So I've recently been reading through the ResourceLoader startup code looking for ways to improve it, and one of the things I spotted is the list of features we check for to determine if a browser supports JavaScript
function isCompatible( ua ) { return !!( // https://caniuse.com/#feat=es5 // https://caniuse.com/#feat=use-strict // https://caniuse.com/#feat=json / https://phabricator.wikimedia.org/T141344#2784065 ( function () { 'use strict'; return !this && Function.prototype.bind && window.JSON; }() ) && // https://caniuse.com/#feat=queryselector 'querySelector' in document && // https://caniuse.com/#feat=namevalue-storage // https://developer.blackberry.com/html5/apis/v1_0/localstorage.html // https://blog.whatwg.org/this-week-in-html-5-episode-30 'localStorage' in window && // https://caniuse.com/#feat=addeventlistener 'addEventListener' in window && // Hardcoded exceptions for browsers that pass the requirement but we don't // want to support in the modern run-time. // // Please extend the regex instead of adding new ones! // And add a test case to startup.test.js !ua.match( /MSIE 10|NetFront|Opera Mini|S40OviBrowser|MeeGo|Android.+Glass|^Mozilla\/5\.0 .+ Gecko\/$|googleweblight|PLAYSTATION|PlayStation/ ) ); }
Do we still need to check for some of these features being around? Looking at use-strict (https://caniuse.com/use-strict) vs queryselector (https://caniuse.com/queryselector), as far as I can tell, all browsers that support strict mode also support queryselector, and so we don't really need to check for queryselector support.
The same is true for addeventlistener (https://caniuse.com/addeventlistener) - all browsers that support strict mode also have addeventlistener.

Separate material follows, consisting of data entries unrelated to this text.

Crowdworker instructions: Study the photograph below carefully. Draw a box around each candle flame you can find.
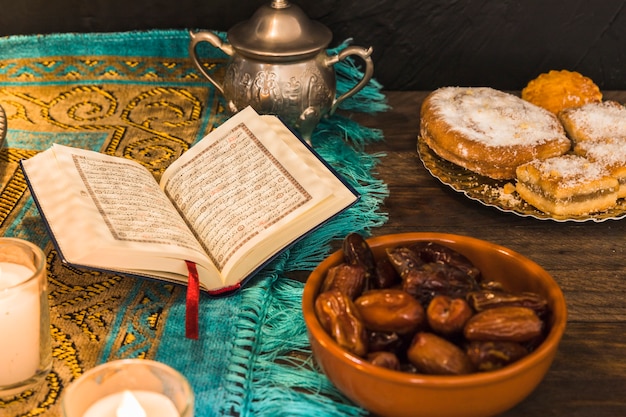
[116,390,147,417]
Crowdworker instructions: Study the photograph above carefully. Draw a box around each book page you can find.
[162,123,314,271]
[72,153,203,250]
[161,106,357,285]
[21,145,216,280]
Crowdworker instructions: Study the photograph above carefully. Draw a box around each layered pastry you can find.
[420,87,572,180]
[521,70,602,115]
[558,100,626,144]
[515,155,619,216]
[574,137,626,198]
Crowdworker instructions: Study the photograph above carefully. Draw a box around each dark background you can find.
[2,0,626,91]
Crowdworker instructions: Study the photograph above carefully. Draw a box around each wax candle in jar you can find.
[61,359,194,417]
[82,390,180,417]
[0,261,41,386]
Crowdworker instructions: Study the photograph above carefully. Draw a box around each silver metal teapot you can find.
[189,0,374,142]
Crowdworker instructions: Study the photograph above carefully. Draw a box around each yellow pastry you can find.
[521,70,602,115]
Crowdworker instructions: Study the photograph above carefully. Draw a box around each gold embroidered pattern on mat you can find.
[1,82,219,176]
[0,57,222,84]
[0,148,37,228]
[0,55,222,416]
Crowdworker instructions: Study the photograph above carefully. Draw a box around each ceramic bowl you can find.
[302,232,567,417]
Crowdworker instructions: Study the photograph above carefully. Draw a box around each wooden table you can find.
[348,91,626,416]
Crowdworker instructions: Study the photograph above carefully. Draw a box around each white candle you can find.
[0,261,40,386]
[83,390,180,417]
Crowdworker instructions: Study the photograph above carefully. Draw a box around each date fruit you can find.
[402,262,479,305]
[427,295,473,335]
[355,289,424,334]
[466,340,529,371]
[466,289,549,317]
[368,331,404,353]
[373,256,401,289]
[386,246,424,278]
[315,289,368,356]
[343,232,377,287]
[367,351,401,371]
[321,263,366,300]
[407,332,473,375]
[464,306,543,343]
[411,241,481,280]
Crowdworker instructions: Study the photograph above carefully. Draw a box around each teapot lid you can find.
[228,0,332,58]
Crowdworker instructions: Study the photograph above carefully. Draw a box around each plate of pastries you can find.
[418,69,626,222]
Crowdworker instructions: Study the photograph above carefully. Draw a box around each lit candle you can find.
[61,359,194,417]
[0,261,40,386]
[82,390,179,417]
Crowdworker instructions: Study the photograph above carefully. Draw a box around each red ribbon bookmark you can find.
[185,260,200,340]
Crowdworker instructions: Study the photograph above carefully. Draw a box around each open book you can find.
[21,106,359,295]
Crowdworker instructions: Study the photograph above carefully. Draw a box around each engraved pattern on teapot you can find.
[223,59,333,127]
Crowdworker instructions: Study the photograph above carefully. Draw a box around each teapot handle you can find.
[326,46,374,115]
[188,30,234,95]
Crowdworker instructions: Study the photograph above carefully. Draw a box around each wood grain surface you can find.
[347,90,626,416]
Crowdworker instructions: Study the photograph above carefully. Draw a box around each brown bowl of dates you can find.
[302,232,567,417]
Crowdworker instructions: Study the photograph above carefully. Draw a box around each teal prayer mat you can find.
[0,29,389,416]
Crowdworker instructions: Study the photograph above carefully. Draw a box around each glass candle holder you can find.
[61,359,194,417]
[0,237,51,397]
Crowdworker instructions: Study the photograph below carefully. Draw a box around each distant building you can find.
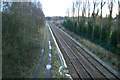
[56,20,65,24]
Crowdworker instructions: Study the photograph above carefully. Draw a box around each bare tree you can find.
[118,0,120,44]
[72,1,75,22]
[82,1,87,17]
[75,0,82,26]
[100,0,106,38]
[92,0,99,37]
[100,0,106,19]
[88,0,90,19]
[107,0,113,42]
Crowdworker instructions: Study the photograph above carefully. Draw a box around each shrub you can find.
[82,23,87,34]
[73,20,77,32]
[62,18,73,31]
[101,24,107,41]
[87,20,93,36]
[78,20,84,33]
[110,29,117,46]
[93,24,100,39]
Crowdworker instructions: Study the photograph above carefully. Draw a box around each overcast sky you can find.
[40,0,118,18]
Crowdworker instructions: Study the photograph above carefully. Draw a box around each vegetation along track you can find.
[32,29,46,78]
[45,27,52,78]
[48,21,120,79]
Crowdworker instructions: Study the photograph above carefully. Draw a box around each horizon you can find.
[40,0,118,18]
[1,0,119,18]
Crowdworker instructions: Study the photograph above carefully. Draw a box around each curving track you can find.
[48,21,120,79]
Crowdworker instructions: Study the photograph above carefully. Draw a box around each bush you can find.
[87,20,93,36]
[101,24,107,41]
[93,24,100,39]
[62,18,73,31]
[61,17,118,54]
[82,23,87,34]
[79,19,85,32]
[73,20,77,32]
[110,30,117,46]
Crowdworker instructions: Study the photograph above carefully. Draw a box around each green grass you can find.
[49,31,64,78]
[38,26,49,78]
[51,47,64,78]
[38,26,64,78]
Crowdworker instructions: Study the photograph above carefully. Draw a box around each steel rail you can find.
[49,22,79,79]
[52,24,95,79]
[48,22,73,79]
[50,23,83,79]
[59,29,115,78]
[50,23,95,79]
[48,21,67,68]
[56,26,120,79]
[54,23,120,79]
[55,26,110,79]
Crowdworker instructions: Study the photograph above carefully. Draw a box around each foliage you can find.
[73,20,77,32]
[62,18,73,32]
[82,22,87,34]
[93,24,100,39]
[101,24,107,41]
[2,2,45,78]
[110,29,117,46]
[87,19,93,36]
[62,17,118,55]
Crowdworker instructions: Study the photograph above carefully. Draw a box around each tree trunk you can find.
[88,0,90,24]
[72,2,75,23]
[118,1,120,44]
[107,1,113,43]
[92,4,96,37]
[100,0,103,39]
[77,9,79,27]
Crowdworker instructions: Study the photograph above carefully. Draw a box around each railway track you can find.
[48,21,120,79]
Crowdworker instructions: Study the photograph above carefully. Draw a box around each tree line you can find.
[2,2,45,77]
[62,0,120,54]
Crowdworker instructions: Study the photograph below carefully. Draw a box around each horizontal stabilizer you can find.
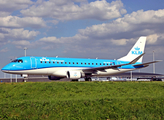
[133,60,162,67]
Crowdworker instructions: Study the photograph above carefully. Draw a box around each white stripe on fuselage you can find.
[3,67,137,77]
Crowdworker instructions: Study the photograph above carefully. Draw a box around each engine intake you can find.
[67,71,82,79]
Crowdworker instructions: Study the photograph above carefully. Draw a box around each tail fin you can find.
[118,36,146,63]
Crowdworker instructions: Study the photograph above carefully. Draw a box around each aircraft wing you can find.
[82,63,129,73]
[82,53,145,73]
[133,60,162,67]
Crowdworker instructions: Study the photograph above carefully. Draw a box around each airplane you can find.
[1,36,161,81]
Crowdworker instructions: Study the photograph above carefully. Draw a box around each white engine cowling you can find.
[67,71,82,79]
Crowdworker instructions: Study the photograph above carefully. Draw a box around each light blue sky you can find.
[0,0,164,77]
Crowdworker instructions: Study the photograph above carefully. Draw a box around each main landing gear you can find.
[71,77,92,82]
[71,79,78,81]
[85,77,92,81]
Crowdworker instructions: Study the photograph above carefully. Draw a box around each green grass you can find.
[0,81,164,119]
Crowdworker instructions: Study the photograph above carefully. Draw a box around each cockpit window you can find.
[11,59,23,63]
[11,59,18,62]
[18,59,23,63]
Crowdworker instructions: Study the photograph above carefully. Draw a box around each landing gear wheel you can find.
[85,77,92,81]
[71,79,78,81]
[88,78,92,81]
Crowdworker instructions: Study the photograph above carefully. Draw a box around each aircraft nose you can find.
[1,65,10,73]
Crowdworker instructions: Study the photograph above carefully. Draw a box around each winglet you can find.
[129,53,145,64]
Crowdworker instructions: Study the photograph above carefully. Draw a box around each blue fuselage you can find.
[1,56,143,78]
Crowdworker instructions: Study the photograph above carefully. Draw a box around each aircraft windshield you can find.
[11,59,23,63]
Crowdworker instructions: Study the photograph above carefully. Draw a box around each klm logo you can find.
[74,72,77,77]
[132,47,142,55]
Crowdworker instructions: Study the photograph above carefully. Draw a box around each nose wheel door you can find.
[30,57,37,69]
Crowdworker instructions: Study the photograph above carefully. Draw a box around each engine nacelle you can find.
[67,71,82,79]
[48,76,63,80]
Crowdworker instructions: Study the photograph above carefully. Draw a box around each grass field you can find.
[0,81,164,119]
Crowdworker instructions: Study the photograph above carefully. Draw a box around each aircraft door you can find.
[30,57,37,68]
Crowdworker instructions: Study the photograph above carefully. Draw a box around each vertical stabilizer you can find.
[118,36,146,63]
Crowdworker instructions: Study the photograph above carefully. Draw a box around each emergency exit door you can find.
[30,57,37,68]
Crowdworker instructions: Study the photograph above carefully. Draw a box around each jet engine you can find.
[48,76,64,80]
[67,71,83,79]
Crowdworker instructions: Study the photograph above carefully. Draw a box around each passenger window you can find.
[88,63,90,65]
[92,63,94,65]
[53,61,55,64]
[49,61,51,63]
[69,62,71,64]
[57,62,59,64]
[61,62,63,64]
[103,63,105,65]
[81,63,83,65]
[77,62,78,64]
[100,63,101,65]
[65,62,67,64]
[41,61,42,63]
[45,61,46,63]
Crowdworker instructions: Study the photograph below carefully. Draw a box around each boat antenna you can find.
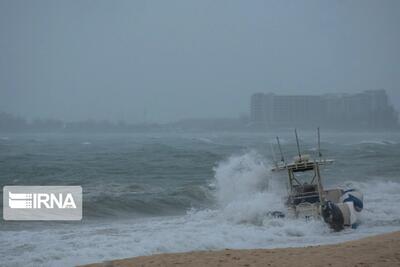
[317,127,322,159]
[294,128,302,160]
[276,136,285,163]
[270,143,278,168]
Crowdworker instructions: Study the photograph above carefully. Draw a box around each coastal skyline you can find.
[1,89,399,131]
[1,0,400,123]
[250,89,399,129]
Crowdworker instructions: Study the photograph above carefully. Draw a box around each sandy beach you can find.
[82,231,400,267]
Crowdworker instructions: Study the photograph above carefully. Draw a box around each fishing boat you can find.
[271,129,363,231]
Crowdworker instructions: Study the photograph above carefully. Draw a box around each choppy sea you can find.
[0,131,399,266]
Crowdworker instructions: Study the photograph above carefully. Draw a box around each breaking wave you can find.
[213,151,285,224]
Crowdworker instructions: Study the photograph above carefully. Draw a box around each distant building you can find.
[250,90,398,129]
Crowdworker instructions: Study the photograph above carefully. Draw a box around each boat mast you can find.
[276,136,285,164]
[317,127,322,159]
[294,128,302,160]
[270,143,278,169]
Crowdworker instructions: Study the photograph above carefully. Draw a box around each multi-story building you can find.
[250,90,398,129]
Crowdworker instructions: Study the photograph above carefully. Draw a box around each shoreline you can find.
[81,231,400,267]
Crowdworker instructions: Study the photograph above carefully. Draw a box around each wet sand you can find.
[81,231,400,267]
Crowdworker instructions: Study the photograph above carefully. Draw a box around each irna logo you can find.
[8,192,77,209]
[3,186,82,221]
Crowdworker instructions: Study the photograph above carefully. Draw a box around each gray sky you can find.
[1,0,399,123]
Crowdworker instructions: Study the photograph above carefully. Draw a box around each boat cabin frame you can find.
[286,160,324,209]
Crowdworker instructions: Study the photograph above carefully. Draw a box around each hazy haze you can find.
[1,0,399,123]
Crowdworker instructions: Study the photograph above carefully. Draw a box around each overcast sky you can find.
[0,0,399,123]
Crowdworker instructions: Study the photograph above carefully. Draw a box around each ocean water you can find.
[0,131,399,266]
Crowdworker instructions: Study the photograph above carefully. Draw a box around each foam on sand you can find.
[80,231,400,267]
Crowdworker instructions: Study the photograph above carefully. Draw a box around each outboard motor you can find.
[322,201,344,231]
[322,189,363,231]
[340,189,363,212]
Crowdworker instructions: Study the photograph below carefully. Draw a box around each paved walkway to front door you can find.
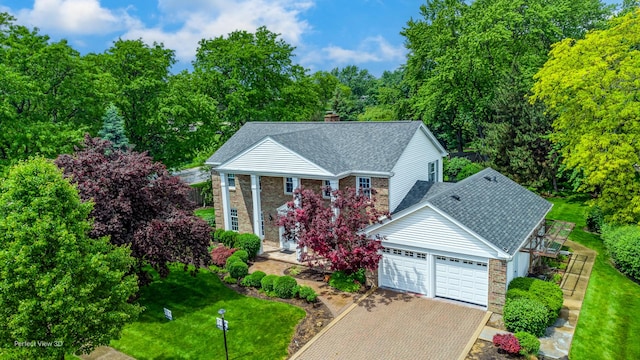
[292,289,487,360]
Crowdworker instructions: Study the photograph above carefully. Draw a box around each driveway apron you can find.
[294,289,486,360]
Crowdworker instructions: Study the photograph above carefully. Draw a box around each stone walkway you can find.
[78,346,134,360]
[477,239,596,359]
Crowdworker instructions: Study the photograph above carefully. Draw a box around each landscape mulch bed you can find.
[218,271,334,356]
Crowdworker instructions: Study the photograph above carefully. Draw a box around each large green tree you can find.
[0,158,141,359]
[96,39,176,157]
[193,26,318,141]
[0,13,107,171]
[402,0,611,187]
[531,9,640,223]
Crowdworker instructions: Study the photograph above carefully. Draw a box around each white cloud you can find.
[15,0,132,35]
[123,0,314,63]
[322,35,405,64]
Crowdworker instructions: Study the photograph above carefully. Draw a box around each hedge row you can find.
[504,277,563,336]
[213,230,261,260]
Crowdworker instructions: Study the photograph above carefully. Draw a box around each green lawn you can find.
[547,197,640,359]
[111,265,305,360]
[194,207,215,219]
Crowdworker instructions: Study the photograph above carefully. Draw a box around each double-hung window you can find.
[357,176,371,198]
[230,208,239,231]
[428,160,438,182]
[227,173,236,190]
[323,180,332,199]
[284,177,294,194]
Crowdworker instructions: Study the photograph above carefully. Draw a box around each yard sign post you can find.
[218,309,229,360]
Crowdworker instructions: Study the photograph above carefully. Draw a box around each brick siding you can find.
[488,259,507,313]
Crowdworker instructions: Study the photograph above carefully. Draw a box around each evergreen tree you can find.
[98,104,130,150]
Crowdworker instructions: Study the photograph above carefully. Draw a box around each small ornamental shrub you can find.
[243,271,266,288]
[219,230,238,247]
[232,249,249,263]
[223,275,237,284]
[297,285,318,302]
[225,254,244,269]
[235,233,261,259]
[602,225,640,282]
[228,261,249,279]
[492,333,521,355]
[515,332,540,356]
[503,298,549,337]
[329,269,365,293]
[213,228,225,242]
[274,275,298,299]
[585,205,604,233]
[506,288,535,301]
[261,275,279,292]
[529,280,564,325]
[508,277,535,291]
[210,246,237,267]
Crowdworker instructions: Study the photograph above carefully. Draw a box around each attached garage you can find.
[366,168,553,313]
[435,256,488,306]
[379,248,429,295]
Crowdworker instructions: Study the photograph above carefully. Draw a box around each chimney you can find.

For the localStorage check (https://caniuse.com/#feat=namevalue-storage), the only browser I see that supports strict mode but not local storage (i.e. the only browser that gets filtered out by also checking for localStorage) is Opera Mini, which would get excluded anyway because of the regex (does this mean we should drop the localStorage check, or remove it from the browser regex?)
For window.JSON (https://caniuse.com/json), all browser that support strict mode have JSON too.
Are these checks still needed? If not, I can send a patch to remove, but I wanted to file a task to discuss this given how critical this is to ensuring we don't try to run JavaScript on unsupported browsers.